“之前苏绾绾污蔑我害信信进了医院,我跟她争执后跑出来,正好从储物间听到两个护士讨论,她曾经为了修改生产时间,硬是让博仁的院长给她打了好多催生药,才把信信生了下来。”
“催生药?”霍顷昱被这词惊动了,他蹙起眉,“大量使用催生药,会伤到孩子,搞不好也会大出血,苏绾绾不要命了么?”
“苏绾绾就是不要命了!”
念晚晚直言笃定,又道,“而她做这些,就只为了把你拴住坐稳霍家二少奶奶的位置。为了利益她不放过自己,连孩子都不顾,这心还真是狠的可怕。”
霍顷昱拧紧眉头,不知该说什么才好。
苏绾绾以前就算是为霍松鹤办事,心底也还是存着善良,现在却如此狰狞恶毒。
别说什么都是情势所迫,别人逼的,心里若不存恶念,又岂会成恶魔?
霍顷昱深沉下气息,“不管什么原因,身为母亲不顾孩子死活,就是罪无可恕。可她偏偏还为了包庇自己谎言,说信信是她从福利院抱养来的!”
气急,霍顷昱猛地捶拳在餐桌上,将刀叉都震颤了起来。
念晚晚怕坏情绪会影响霍顷昱的伤势,赶紧安慰他消消火,没必要为这种事大动干戈。
随后,她递过一杯温水给霍顷昱,又缓声道。
“正因为苏绾绾撒谎说信信是福利院抱来的,我才觉得这件事疑点更重。
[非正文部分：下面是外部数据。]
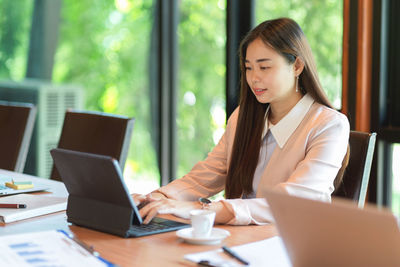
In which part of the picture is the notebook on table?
[266,192,400,267]
[50,148,190,237]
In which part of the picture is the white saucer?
[176,228,231,245]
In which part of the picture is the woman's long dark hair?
[225,18,349,198]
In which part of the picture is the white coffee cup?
[190,210,215,238]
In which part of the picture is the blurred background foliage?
[0,0,343,192]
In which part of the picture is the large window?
[53,0,159,193]
[256,0,343,109]
[177,0,226,178]
[0,0,33,80]
[392,144,400,216]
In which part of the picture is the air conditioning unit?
[0,79,84,178]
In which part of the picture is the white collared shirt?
[243,94,314,198]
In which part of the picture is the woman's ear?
[293,57,304,76]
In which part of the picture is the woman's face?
[245,38,296,104]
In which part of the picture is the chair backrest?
[332,131,376,208]
[0,101,36,172]
[50,110,135,180]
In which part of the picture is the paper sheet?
[0,231,109,267]
[184,236,292,267]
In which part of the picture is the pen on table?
[0,203,26,209]
[222,246,249,265]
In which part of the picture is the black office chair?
[50,110,134,181]
[0,101,36,172]
[332,131,376,208]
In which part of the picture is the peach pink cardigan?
[157,99,349,225]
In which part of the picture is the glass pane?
[53,0,159,193]
[256,0,343,109]
[0,0,34,80]
[392,144,400,216]
[174,0,226,178]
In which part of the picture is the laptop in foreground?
[50,148,190,237]
[266,192,400,267]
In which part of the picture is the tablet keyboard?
[128,217,190,239]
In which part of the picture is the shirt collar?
[262,94,314,148]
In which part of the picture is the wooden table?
[0,170,277,267]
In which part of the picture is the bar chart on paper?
[0,231,113,267]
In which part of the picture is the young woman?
[134,18,349,225]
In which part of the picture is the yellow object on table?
[5,182,33,190]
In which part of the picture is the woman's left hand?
[139,198,201,224]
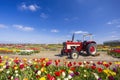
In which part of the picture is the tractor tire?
[61,50,65,56]
[70,50,79,59]
[86,43,97,56]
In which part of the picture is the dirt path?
[0,51,120,62]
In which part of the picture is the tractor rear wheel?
[70,50,79,59]
[86,43,97,55]
[61,49,64,56]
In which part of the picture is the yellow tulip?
[39,77,46,80]
[14,66,18,70]
[23,78,28,80]
[41,67,46,72]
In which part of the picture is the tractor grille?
[63,42,66,49]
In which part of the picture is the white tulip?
[37,71,41,75]
[62,72,66,78]
[90,61,93,64]
[68,75,72,79]
[83,61,86,64]
[93,73,99,80]
[6,71,10,74]
[64,78,69,80]
[11,76,13,80]
[84,74,87,77]
[15,70,18,73]
[57,78,61,80]
[84,70,87,72]
[3,65,6,69]
[15,74,18,76]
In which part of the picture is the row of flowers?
[0,56,120,80]
[108,48,120,58]
[0,48,40,55]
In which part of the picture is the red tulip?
[73,62,76,66]
[54,71,61,76]
[78,62,82,66]
[70,67,75,71]
[97,68,103,73]
[0,59,2,63]
[91,66,96,69]
[104,64,110,68]
[20,64,24,69]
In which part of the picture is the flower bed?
[108,49,120,58]
[0,56,120,80]
[0,48,40,55]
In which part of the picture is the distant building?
[103,40,120,46]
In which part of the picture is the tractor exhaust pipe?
[72,33,75,41]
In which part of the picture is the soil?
[0,51,120,62]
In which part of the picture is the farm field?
[0,45,120,80]
[0,51,120,61]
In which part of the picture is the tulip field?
[0,45,120,80]
[0,56,120,80]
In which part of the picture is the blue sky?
[0,0,120,43]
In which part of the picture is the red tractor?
[61,33,97,59]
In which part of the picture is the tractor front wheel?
[86,43,96,55]
[70,50,79,59]
[61,49,64,56]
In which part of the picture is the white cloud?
[20,4,40,11]
[107,19,120,25]
[13,25,34,31]
[74,31,88,34]
[64,17,79,21]
[111,35,119,39]
[64,18,69,21]
[51,29,59,33]
[117,25,120,28]
[0,24,7,28]
[40,13,48,19]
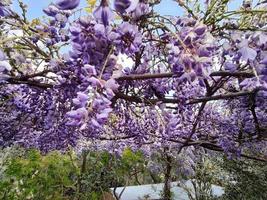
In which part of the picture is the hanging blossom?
[168,17,217,85]
[0,0,11,17]
[93,0,114,26]
[223,32,267,90]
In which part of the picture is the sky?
[13,0,243,19]
[10,0,185,19]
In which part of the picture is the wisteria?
[0,0,267,160]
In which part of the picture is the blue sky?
[13,0,242,19]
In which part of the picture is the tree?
[0,0,267,197]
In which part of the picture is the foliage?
[0,0,267,199]
[220,160,267,200]
[0,148,149,200]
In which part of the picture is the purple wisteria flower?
[55,0,80,10]
[132,2,150,19]
[93,0,114,26]
[113,22,142,54]
[0,0,11,17]
[43,4,59,17]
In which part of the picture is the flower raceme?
[93,0,114,26]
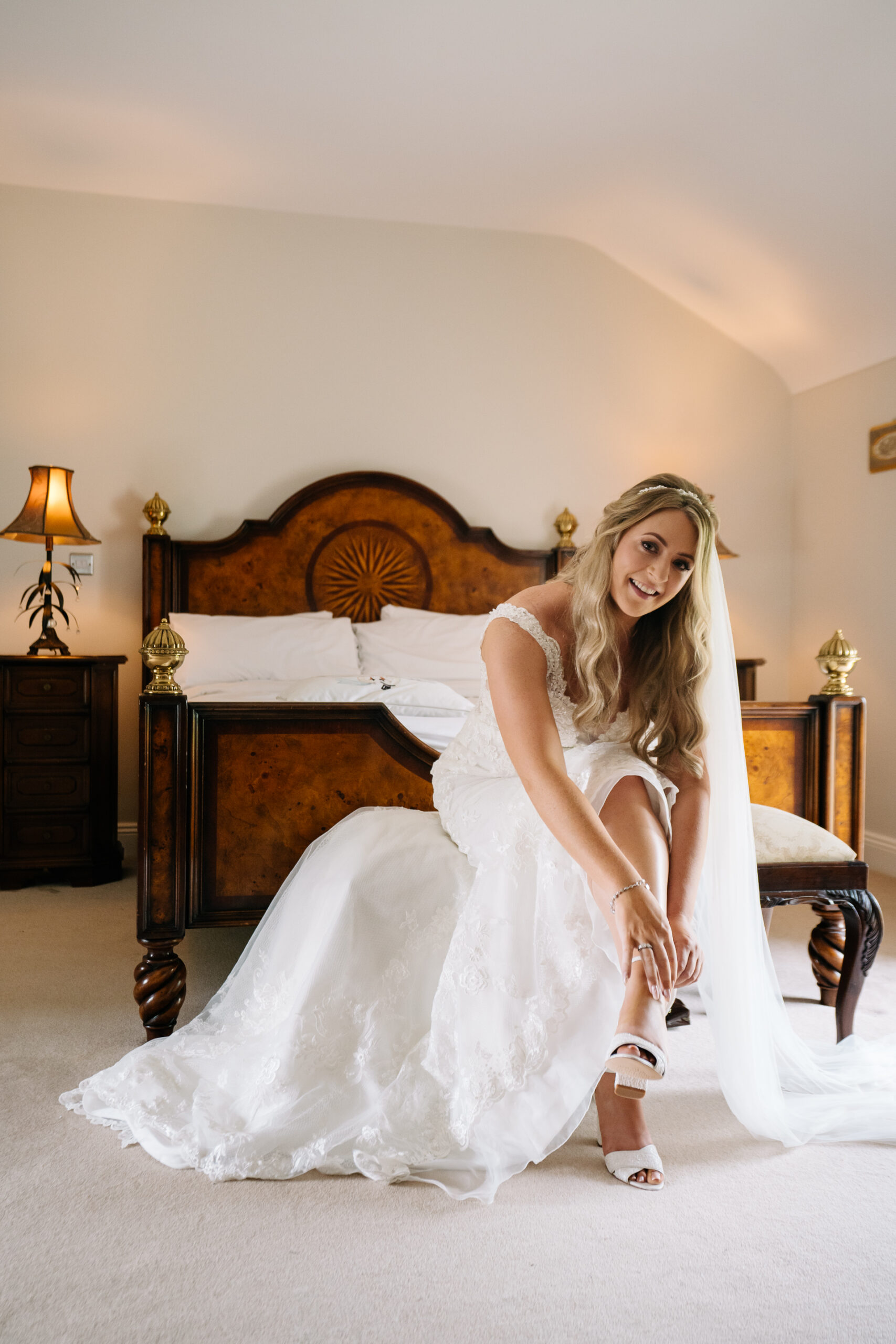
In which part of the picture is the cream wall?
[0,188,789,820]
[791,359,896,875]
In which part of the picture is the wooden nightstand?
[0,655,128,890]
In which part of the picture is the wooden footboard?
[134,695,437,1037]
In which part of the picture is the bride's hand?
[615,887,678,1000]
[669,915,702,985]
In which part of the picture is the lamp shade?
[0,466,99,545]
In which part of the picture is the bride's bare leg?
[595,775,669,1185]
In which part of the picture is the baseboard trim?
[865,831,896,878]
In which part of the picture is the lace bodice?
[433,602,629,785]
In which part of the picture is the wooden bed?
[134,472,880,1037]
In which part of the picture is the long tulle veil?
[697,554,896,1145]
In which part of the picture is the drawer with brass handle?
[3,713,90,762]
[3,765,90,812]
[3,812,90,864]
[3,658,90,713]
[0,653,127,890]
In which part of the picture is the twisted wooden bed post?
[134,694,188,1040]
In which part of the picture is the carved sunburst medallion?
[307,520,433,621]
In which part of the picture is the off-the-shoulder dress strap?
[486,602,563,676]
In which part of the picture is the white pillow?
[169,612,360,686]
[278,677,473,719]
[752,802,856,863]
[355,607,489,681]
[187,676,473,720]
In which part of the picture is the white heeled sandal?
[598,1124,666,1190]
[603,1032,668,1101]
说不定会有更深一层的秘密在里面,所以我才没继续跟她纠缠,想私下找人再调查一番。”
“查!必须查!而且还要把信信从她身边带走,像这种心肠歹毒的女人,不知道还会对信信做出什么事来!”
霍顷昱攥紧拳头,语气冷厉的低喝着,那双寒眸赤红着血丝,更添了一层滔天怒色。
念晚晚不由叹口气,“确实该把信信接走,不管怎样孩子是无辜的。苏绾绾现在就让信信察言观色去讨好长辈和她利益之中的人,不听话背地就打骂。以后真不知道逼急了还得怎么对信信。”
“你说,苏绾绾背后还打骂信信?”霍顷昱寒眸炽灼的问着她。
念晚晚想了想,还是把话继续说了下去。
“这已经不是什么新鲜事了。我之前在跟你去霍家家宴的时候,我在去卫生间正好就看见苏绾绾因为信信没讨好你父亲,尿他身上了,不单训斥信信还恐吓他。后来苏绾绾污蔑我伤害信信,事闹的挺大,我就忘了跟你说。”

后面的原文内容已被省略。